A South African cardinal responded to President Obama’s farewell address to the nation by reminding people that Obama was a global advocate of abortion on demand as well as an enemy of religious liberty.
The archbishop of Durban, South Africa, Cardinal Wilfrid Napier was a vocal critic of President Obama over the years of his presidency, especially because of Obama’s support for abortion and his attacks on religious liberty.
Immediately following Tuesday night’s farewell address to the nation, Cardinal Napier retweeted a number of particularly pointed critiques of the outgoing president and his legacy.
One of the tweets underscored the irony of Obama as a “son of Africa” funding illegal abortions in Africa as well as Marie Stopes International, the notorious abortion promoter that works throughout African nations.
The tweet links to an article that documents the abuses of Marie Stopes International and its dependence on funds from U.S. taxpayers.
Like Planned Parenthood, the article states, “Marie Stopes International was founded by a radical eugenicist who saw abortion as a means of limiting the ‘breeding’ of ‘low-grade race[s]’ to ensure that the future would belong to ‘superior’ whites.” Hence the particular irony of the Obama administration’s funding of such an organization.
Last summer, Cardinal Napier called for an apology for the countless deaths at the hands of the U.S. abortion industry, and in particular the disproportionate number of black babies that have been aborted, which he referred to as “genocide.”
Quoting figures from Planned Parenthood’s own Guttmacher Institute, estimating that since the 1973 Roe v. Wade Supreme Court decision more than 57 million babies have been legally aborted in the United States, the Cardinal asked: “Isn’t this something we should be apologizing for?”
Cardinal Napier also retweeted a comment Tuesday regarding the Obama’s attacks on religious liberty in the United States. “l’ll mainly remember Obama using the overwhelming coercive power of the State against the Little Sisters of The Poor,” the tweet reads.
In what has been referred to as “Obama’s War Against Little Sisters of the Poor,” the Obama administration claimed it had the power to compel church groups to provide abortion-related products and services, and tried to bully the Little Sisters—an order of Catholic nuns—into offering these services against their beliefs.
When President Obama visited Africa in the summer of 2015, he made the LGBT agenda one of the centerpieces of his message, comparing discrimination of gays in Africa to the treatment of blacks in America prior to the civil rights movement.
His push for gay marriage drew an immediate reaction from a number of high-ranking prelates and other African leaders, who denounced Obama for his “cultural imperialism,” demanding that the president learn to respect Africa’s values rather than imposing his own.
Cardinal John Onaiyekan, the Catholic Archbishop of Abuja Diocese in Nigeria, said that the position of Catholics against homosexual behavior is irrevocable and that the Church will continue to maintain its stand against gay marriage.

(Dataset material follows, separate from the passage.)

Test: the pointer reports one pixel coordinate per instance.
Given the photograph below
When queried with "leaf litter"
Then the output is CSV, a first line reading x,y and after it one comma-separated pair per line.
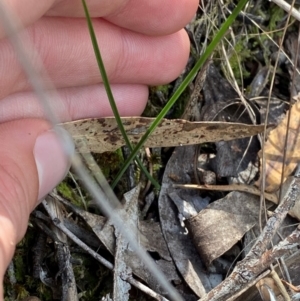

“Unfortunately, we are living in a world where these things have now become quite acceptable but for the fact that they are acceptable doesn’t mean that they are right,” he said. “The Catholic Church considers itself as carrying the banner of the truth in the world that has allowed itself to be so badly deceived.”
For Cardinal Wilfrid Napier and a number of African clergy, it would seem that a farewell to Obama carries a ring of liberation.